Re: Trouble getting a new file system to start, for v0.59 and newer

"Jim Schutt" <jaschut@xxxxxxxxxx> · Thu, 4 Apr 2013 08:15:35 -0600

On 04/03/2013 04:51 PM, Gregory Farnum wrote:
> On Wed, Apr 3, 2013 at 3:40 PM, Jim Schutt <jaschut@xxxxxxxxxx> wrote:
>> On 04/03/2013 12:25 PM, Sage Weil wrote:
>>>>>>> Sorry, guess I forgot some of the history since this piece at least is
>>>>>>> resolved now. I'm surprised if 30-second timeouts are causing issues
>>>>>>> without those overloads you were seeing; have you seen this issue
>>>>>>> without your high debugging levels and without the bad PG commits (due
>>>>>>> to debugging)?
>>>>>
>>>>> I think so, because that's why I started with higher debugging
>>>>> levels.
>>>>>
>>>>> But, as it turns out, I'm just in the process of returning to my
>>>>> testing of next, with all my debugging back to 0.  So, I'll try
>>>>> the default timeout of 30 seconds first.  If I have trouble starting
>>>>> up a new file system, I'll turn up the timeout and try again, without
>>>>> any extra debugging.  Either way, I'll let you know what happens.
>>> I would be curious to hear roughly what value between 30 and 300 is
>>> sufficient, if you can experiment just a bit.  We probably want to adjust
>>> the default.
>>>
>>> Perhaps more importantly, we'll need to look at the performance of the pg
>>> stat updates on the mon.  There is a refactor due in that code that should
>>> improve life, but it's slated for dumpling.
>>
>> OK, here's some results, with all debugging at 0, using current next...
>>
>> My testing is for 1 mon + 576 OSDs, 24/host.
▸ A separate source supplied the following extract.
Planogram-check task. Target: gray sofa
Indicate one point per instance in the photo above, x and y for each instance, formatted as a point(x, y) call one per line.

All my storage cluster hosts
>> use 10 GbE NICs now.  The mon host uses an SSD for the mon data store.
>> My test procedure is to start 'ceph -w', start all the OSDs, and once
>> they're all running start the mon.  I report the time from starting
>> the mon to all PGs active+clean.
>>
>> # PGs     osd mon ack    startup    notes
>>             timeout       time
>> -------  ------------    --------   -----
>>  55392      default      >30:00       1
>>  55392        300         18:36       2
>>  55392         60        >30:00       3
>>  55392        150        >30:00       4
>>  55392        240        >30:00       5
>>  55392        300        >30:00       2,6
>>
>> notes:
>> 1) lots of PGs marked stale, OSDs wrongly marked down
>>      before I gave up on this case
>> 2) OSDs report lots of slow requests for "pg_notify(...) v4
>>      currently wait for new map"
>> 3) some OSDs wrongly marked down, OSDs report some slow requests
>>      for "pg_notify(...) v4 currently wait for new map"
>>      before I gave up on this case
>> 4) appeared to be making progress; then an OSD was marked
>>      out at ~21 minutes; many more marked out before I
>>      gave up on this case
>> 5) some OSD reports of slow requests for "pg_notify",
>>      some OSDs wrongly marked down, appeared to be making
>>      progress, then stalled; then I gave up on this case
>> 6) retried this case, appeared to be making progress, but
>>      after ~18 min stalled at 19701 active+clean, 35691 peering
>>      until I gave up
>>
>> Hmmm, I didn't really expect the above results.  I ran out of
>> time before attempting an even longer osd mon ack timeout.
>>
>> But either we're on the wrong trail, or 300 is not sufficient.
>> Or, I'm doing something wrong and haven't yet figured out what
>> it is.
>>
>> FWIW, on v0.57 or v0.58 I was testing with one pool at 256K PGs,
>> and my memory is a new filesystem started up in ~5 minutes.  For
>> that testing I had to increase 'paxos propose interval' to two
>> or three seconds to keep the monitor writeout rate (as measured
>> by vmstat) down to a sustained 50-70 MB/s during start-up.
>>
>> That was with a 1 GbE NIC in the mon; the reason I upgraded
>> it was a filesystem with 512K PGs was taking too long to start,
>> and I thought the mon might be network-limited since it had an
>> SSD for the mon data store.
>>
>> For the testing above I used the default 'paxos propose interval'.
>> I don't know if it matters, but vmstat sees only a little data
>> being written on the mon system.
> 
> That's odd; I'd actually expect to see more going to disk with v0.59
> than previously. Is vmstat actually looking at disk IO, or might it be
> missing DirectIO or something? (Not that I remember if LevelDB is
> using those.)

FWIW, 'dd oflag=direct' shows up in vmstat.  But, I don't know if
that is relevant to what LevelDB might be doing...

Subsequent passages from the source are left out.